Spying in South Asia
Title | Spying in South Asia PDF eBook |
Author | Paul M. McGarr |
Publisher | Cambridge University Press |
Pages | 711 |
Release | 2024-09-12 |
Genre | Political Science |
ISBN | 1108911560 |
In this first comprehensive history of India's secret Cold War, Paul McGarr tells the story of Indian politicians, human rights activists, and journalists as they fought against or collaborated with members of the British and US intelligence services. The interventions of these agents have had a significant and enduring impact on the political and social fabric of South Asia.
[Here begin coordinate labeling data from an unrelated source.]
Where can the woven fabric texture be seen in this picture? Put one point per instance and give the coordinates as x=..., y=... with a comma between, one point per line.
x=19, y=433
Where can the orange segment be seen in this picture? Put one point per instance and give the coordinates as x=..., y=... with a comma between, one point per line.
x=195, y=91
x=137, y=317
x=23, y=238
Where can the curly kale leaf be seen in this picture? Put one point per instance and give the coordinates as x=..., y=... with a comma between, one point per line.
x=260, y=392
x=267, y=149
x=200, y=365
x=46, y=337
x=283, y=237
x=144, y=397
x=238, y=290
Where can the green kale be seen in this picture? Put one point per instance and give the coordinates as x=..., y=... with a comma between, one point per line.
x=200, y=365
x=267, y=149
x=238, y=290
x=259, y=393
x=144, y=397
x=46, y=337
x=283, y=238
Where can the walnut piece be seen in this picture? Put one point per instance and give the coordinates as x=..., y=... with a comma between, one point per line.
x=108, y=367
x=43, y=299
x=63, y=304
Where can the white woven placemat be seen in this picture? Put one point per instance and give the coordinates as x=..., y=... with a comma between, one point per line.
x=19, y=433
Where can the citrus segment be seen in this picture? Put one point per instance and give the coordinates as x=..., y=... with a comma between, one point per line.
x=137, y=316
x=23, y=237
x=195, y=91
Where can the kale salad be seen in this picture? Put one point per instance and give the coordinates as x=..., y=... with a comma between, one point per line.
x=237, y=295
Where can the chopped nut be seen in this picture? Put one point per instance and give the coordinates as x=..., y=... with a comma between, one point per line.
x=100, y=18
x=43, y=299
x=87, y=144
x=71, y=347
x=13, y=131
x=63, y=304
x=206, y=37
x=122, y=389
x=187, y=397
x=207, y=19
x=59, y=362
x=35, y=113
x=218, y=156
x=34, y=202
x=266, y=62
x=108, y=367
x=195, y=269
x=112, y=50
The spectre of a 'foreign hand', or external intelligence activity, real and imagined, has occupied a prominent place in India's political discourse, journalism, and cultural production. Spying in South Asia probes the nexus between intelligence and statecraft in South Asia and the relationships between agencies and governments forged to promote democracy. McGarr asks why, in contrast to Western assumptions about surveillance, South Asians associate intelligence with covert action, grand conspiracy, and justifications for repression? In doing so, he uncovers a fifty-year battle for hearts and minds in the Indian subcontinent.